Francesca Caccini’s balletto in musica embraces the recitative-driven varieties developed by Claudio Monteverdi and Jacopo Peri throughout opera’s nascency. Whereas a lot of the rating’s ritornelli and balleti are superbly orchestrated, Caccini’s vocal writing oftentimes settles into the realm of the unmemorable and stylistically homogeneous. Throughout moments of inspiration, Melissa and Alcina can dominate the stage with stretches of expressive music, however seldom do the melodic variation or the textual content transcend mere superficiality. Absent are the chic heights and cathartic depths that suffuse the good moments of Monteverdi’s Poppea.
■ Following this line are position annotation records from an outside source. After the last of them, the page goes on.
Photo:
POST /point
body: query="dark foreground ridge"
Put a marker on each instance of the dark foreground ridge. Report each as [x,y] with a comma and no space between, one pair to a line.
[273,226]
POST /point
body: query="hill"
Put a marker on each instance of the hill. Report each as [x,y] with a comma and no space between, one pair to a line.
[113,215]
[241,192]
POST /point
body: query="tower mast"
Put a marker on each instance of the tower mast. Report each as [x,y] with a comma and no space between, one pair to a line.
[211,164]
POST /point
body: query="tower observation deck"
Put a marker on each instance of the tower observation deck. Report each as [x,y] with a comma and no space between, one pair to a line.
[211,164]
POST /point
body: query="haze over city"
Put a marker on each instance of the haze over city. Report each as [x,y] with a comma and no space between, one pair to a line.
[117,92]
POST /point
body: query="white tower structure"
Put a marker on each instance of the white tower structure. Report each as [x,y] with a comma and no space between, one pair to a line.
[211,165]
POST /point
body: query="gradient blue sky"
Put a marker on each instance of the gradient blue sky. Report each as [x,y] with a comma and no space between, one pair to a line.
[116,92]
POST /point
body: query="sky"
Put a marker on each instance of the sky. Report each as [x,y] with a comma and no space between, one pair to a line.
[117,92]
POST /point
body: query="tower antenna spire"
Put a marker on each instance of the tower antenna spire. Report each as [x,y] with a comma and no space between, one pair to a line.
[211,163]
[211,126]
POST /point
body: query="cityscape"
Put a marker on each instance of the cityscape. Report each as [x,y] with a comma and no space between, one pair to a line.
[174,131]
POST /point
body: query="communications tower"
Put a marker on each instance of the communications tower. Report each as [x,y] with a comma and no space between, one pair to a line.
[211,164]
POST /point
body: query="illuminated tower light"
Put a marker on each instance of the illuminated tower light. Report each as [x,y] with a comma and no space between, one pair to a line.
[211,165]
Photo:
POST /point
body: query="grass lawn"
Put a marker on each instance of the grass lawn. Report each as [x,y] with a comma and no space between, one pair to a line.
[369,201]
Nor does this Alcina rend audiences with the gravitas of her Handelian counterpart when her powers finally crumble.
Nevertheless, a piece that skimps on profundity needn’t be devoid of leisure worth, and Madrid’s charismatic soloists and musicians greater than capably ship on this entrance. Within the pit, the Asturian conductor Aarón Zapico, main his wonderful interval ensemble Forma Antiqva alongside gamers from the Teatro Actual, carried out Caccini’s orchestration with a dancelike vibrancy and exacted beautiful mixing from his pit and onstage musicians. Zapico and his soloists constantly demonstrated command over the composer’s stylistic ethos by accompaniments which can be exquisitely timed to the libretto’s brisk patter, evincing a cohesion that belies the 17th century rating’s lack of markings and structural formalities. Zapico’s brothers Pablo (lute) and Daniel (theorbo) and the winds of the Teatro Actual’s orchestra deserve particular point out for punctuating and enlivening the rating with taste and selection.
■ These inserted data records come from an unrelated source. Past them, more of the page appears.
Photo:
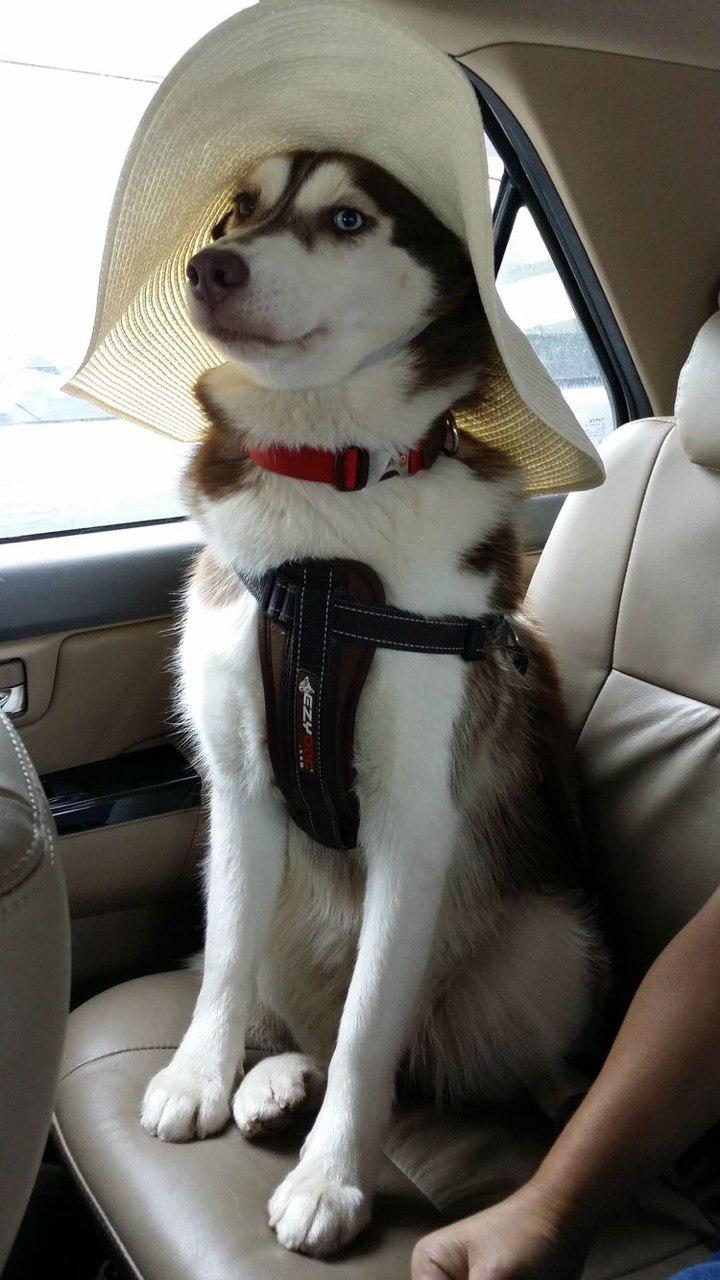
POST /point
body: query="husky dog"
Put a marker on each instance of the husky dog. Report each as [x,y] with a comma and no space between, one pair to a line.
[456,944]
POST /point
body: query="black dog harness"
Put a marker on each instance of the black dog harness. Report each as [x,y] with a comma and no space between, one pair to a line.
[319,625]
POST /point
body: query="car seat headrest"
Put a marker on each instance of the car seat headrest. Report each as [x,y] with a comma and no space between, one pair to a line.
[697,403]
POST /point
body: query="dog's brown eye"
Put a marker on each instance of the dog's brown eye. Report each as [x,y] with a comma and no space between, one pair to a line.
[347,219]
[245,204]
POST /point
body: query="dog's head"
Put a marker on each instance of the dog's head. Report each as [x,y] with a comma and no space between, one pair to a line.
[322,260]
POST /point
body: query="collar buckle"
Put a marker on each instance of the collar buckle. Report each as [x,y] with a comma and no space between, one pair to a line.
[351,469]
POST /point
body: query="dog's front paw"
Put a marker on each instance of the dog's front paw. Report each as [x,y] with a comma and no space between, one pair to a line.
[183,1102]
[311,1212]
[274,1091]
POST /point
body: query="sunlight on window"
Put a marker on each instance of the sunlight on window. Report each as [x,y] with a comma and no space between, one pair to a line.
[74,81]
[538,302]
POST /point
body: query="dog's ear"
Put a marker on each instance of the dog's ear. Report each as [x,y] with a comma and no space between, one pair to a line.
[219,228]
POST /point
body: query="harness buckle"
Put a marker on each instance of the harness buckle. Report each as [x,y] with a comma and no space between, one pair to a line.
[274,599]
[475,636]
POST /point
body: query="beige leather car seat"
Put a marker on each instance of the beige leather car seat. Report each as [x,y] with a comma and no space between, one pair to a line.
[629,592]
[35,977]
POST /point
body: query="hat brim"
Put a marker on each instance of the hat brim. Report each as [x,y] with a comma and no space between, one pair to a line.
[283,76]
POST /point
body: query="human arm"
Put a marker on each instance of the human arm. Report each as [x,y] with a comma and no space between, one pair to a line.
[659,1091]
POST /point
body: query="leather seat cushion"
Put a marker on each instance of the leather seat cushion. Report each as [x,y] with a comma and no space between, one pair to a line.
[197,1211]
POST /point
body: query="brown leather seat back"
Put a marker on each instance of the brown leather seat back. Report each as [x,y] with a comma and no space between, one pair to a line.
[628,590]
[35,973]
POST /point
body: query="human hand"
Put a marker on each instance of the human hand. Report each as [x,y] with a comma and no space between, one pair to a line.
[523,1238]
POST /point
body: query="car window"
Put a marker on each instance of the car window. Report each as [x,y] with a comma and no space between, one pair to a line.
[496,170]
[537,301]
[68,465]
[74,105]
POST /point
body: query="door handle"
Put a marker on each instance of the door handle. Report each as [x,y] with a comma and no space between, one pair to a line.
[13,688]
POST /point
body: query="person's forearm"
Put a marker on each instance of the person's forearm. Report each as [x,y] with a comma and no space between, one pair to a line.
[659,1088]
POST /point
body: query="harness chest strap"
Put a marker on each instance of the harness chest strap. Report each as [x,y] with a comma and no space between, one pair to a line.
[319,625]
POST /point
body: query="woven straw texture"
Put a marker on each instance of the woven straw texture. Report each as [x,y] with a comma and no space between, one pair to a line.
[287,74]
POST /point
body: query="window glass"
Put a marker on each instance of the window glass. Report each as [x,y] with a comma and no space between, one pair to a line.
[74,104]
[537,301]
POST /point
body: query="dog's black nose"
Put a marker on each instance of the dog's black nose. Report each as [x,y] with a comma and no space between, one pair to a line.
[213,273]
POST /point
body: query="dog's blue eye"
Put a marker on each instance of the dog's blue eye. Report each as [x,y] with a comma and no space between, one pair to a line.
[347,219]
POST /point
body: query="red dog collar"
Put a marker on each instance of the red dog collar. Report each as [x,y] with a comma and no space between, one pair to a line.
[354,467]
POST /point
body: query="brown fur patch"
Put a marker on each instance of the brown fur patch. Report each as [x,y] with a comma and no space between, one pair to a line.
[486,461]
[500,553]
[513,769]
[215,584]
[220,465]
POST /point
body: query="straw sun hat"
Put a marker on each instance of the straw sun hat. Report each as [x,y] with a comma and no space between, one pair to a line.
[304,74]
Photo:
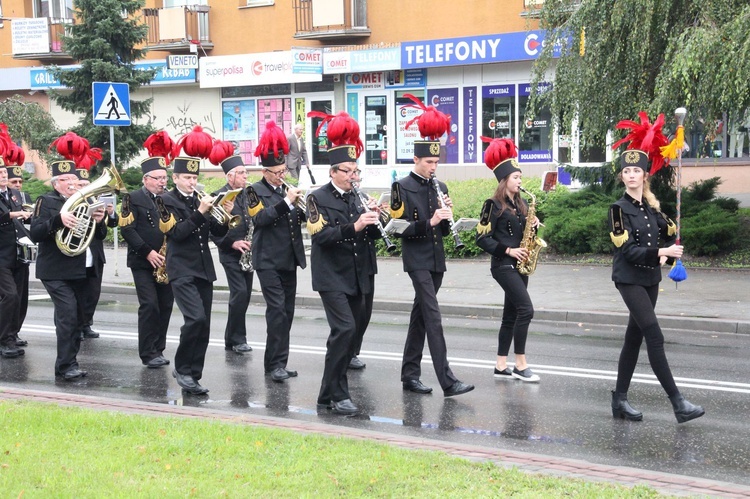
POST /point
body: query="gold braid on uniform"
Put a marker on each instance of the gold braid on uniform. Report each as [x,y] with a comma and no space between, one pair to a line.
[397,204]
[315,222]
[254,204]
[485,226]
[166,219]
[126,215]
[619,234]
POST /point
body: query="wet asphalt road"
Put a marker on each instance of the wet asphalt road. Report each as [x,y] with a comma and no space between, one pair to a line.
[566,415]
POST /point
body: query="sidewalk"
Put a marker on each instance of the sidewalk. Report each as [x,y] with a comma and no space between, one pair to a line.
[709,300]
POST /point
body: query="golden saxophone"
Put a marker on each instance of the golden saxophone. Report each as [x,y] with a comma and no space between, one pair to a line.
[531,242]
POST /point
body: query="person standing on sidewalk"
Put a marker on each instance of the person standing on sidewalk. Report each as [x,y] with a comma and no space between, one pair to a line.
[232,246]
[415,199]
[644,240]
[277,247]
[500,233]
[139,220]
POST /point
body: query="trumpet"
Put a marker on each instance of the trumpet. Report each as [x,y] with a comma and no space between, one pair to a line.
[389,246]
[443,204]
[218,211]
[300,202]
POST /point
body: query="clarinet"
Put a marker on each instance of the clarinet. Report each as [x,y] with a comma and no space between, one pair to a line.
[389,246]
[456,239]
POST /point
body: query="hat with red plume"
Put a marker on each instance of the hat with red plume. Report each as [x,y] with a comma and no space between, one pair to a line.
[343,134]
[646,140]
[500,157]
[272,146]
[196,144]
[160,147]
[223,155]
[432,125]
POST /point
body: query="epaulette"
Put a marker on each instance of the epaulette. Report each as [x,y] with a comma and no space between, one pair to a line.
[485,226]
[619,234]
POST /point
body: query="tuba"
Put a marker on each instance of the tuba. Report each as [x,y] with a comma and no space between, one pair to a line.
[533,243]
[73,242]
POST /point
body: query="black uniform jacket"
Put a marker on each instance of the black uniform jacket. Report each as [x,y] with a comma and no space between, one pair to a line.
[500,230]
[422,244]
[341,258]
[187,240]
[51,263]
[226,253]
[638,232]
[142,234]
[10,229]
[277,237]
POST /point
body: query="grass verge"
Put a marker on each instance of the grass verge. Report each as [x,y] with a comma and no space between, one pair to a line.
[52,451]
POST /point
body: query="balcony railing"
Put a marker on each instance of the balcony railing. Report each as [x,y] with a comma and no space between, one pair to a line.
[321,19]
[176,28]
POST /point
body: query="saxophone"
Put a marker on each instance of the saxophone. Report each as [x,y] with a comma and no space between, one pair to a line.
[531,242]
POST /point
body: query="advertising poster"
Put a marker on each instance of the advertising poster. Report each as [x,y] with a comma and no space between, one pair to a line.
[446,101]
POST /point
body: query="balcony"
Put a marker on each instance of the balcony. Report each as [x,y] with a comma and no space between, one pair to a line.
[176,29]
[40,39]
[330,19]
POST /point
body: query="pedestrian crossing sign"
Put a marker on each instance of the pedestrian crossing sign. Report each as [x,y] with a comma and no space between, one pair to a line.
[111,103]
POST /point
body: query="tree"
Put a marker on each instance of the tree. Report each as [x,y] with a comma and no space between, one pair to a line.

Among the many principal solid, Vivica Genaux exudes creativeness and heroism because the benevolent sorceress Melissa, along with her smoky instrument and hanging stage presence lending credibility to her position because the narrative’s ethical pressure. If Caccini painted her idealization of Alcina as a whimsical character simply performed for caricature, the Spanish mezzo soprano Lidia Vinyes-Curtis nonetheless evolves an interesting portrayal that dwells on the character’s obsessive attachment to Ruggiero regardless of her writing’s dearth of eros. When Vinyes-Curtis takes heart stage for her climactic mad scene, the mezzo’s dedication to an method that intersperses formal operatic singing with uncooked, direct vocalizations proves particularly efficient. Lastly, though Ruggiero’s half is minor relative to the opera’s sopranos, the Spanish tenor Alberto Robert deserves plaudits for the sweetness and ease with which his lyric tenor evenly scales his vocal strains.
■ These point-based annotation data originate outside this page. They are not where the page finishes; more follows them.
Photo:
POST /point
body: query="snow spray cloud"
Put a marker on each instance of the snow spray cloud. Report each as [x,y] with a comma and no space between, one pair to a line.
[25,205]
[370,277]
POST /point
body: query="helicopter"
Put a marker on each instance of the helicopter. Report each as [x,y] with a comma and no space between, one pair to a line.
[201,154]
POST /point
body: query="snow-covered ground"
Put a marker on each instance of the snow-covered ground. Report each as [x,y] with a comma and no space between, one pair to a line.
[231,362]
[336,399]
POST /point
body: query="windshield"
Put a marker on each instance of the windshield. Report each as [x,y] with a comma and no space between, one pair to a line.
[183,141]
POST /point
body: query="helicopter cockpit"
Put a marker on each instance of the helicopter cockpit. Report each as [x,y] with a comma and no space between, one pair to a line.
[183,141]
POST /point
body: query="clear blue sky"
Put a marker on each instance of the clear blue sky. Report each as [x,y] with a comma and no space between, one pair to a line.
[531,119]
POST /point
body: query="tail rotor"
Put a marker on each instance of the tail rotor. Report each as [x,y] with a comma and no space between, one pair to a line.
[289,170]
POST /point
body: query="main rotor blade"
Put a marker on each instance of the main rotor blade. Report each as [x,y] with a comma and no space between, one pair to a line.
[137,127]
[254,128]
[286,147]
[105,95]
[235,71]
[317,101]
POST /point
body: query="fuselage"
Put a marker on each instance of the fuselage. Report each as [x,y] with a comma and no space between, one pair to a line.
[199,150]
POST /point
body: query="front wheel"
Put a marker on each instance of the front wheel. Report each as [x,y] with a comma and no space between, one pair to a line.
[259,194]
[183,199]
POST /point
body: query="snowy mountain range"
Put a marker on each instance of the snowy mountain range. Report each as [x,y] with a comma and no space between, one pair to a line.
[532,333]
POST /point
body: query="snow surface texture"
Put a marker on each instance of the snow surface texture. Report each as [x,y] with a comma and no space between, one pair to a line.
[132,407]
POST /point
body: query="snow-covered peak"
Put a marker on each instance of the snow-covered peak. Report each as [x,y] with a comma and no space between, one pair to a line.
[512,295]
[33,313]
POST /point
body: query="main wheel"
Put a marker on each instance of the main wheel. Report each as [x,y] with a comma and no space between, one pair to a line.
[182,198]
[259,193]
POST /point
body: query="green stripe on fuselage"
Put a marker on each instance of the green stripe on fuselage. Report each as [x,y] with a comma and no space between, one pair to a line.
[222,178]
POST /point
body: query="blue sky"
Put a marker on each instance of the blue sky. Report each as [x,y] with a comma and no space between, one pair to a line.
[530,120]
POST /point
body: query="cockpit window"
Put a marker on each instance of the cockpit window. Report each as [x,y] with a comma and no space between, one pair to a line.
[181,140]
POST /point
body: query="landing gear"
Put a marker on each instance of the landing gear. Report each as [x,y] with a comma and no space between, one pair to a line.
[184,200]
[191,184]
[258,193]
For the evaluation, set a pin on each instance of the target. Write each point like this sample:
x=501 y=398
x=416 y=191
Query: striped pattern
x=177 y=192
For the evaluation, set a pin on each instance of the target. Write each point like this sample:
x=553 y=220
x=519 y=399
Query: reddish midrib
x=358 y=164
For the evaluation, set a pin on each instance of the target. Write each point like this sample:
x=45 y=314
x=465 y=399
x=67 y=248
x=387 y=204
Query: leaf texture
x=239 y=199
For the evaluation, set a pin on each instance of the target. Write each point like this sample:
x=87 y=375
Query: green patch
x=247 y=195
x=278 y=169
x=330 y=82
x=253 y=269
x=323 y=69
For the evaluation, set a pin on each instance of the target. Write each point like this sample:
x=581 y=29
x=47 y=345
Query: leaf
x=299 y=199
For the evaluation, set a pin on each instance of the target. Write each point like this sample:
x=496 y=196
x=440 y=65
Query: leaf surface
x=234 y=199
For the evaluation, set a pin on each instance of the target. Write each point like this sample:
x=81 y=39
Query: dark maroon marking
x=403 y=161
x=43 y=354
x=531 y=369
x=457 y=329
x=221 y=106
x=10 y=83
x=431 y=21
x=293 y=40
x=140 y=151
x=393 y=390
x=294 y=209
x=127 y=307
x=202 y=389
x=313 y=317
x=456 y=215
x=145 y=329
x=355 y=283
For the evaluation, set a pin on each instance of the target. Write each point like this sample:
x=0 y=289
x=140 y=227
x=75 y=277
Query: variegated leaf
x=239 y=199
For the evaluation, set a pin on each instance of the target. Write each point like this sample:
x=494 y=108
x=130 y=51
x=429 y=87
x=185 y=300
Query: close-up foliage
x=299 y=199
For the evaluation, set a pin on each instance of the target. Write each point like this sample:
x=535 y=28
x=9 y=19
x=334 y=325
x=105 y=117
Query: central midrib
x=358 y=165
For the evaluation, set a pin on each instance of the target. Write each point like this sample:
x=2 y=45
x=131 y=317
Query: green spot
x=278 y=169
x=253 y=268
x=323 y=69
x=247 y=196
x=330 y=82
Blanca Li’s darkish and minimalist manufacturing, with its considered use of material and vibrant floating phantasmagorias, might not overtly evoke the fantastical symbolism or the visible sumptuousness of Alcina’s enchanted island. Nevertheless, Li’s understated idea masterfully directs the viewers’s gaze towards the electrifying energy play between Genaux and Vinyes-Curtis, as they vie for the entranced Ruggiero’s allegiance. Whereas Caccini’s work would possibly lack overt pathos or sharp focus, the musicians’ and singers’ unwavering dedication to imbuing theatricality and buoyancy into this affair elevates it to a cultural occasion of profound significance, resonating with up to date themes of female energy and resilience.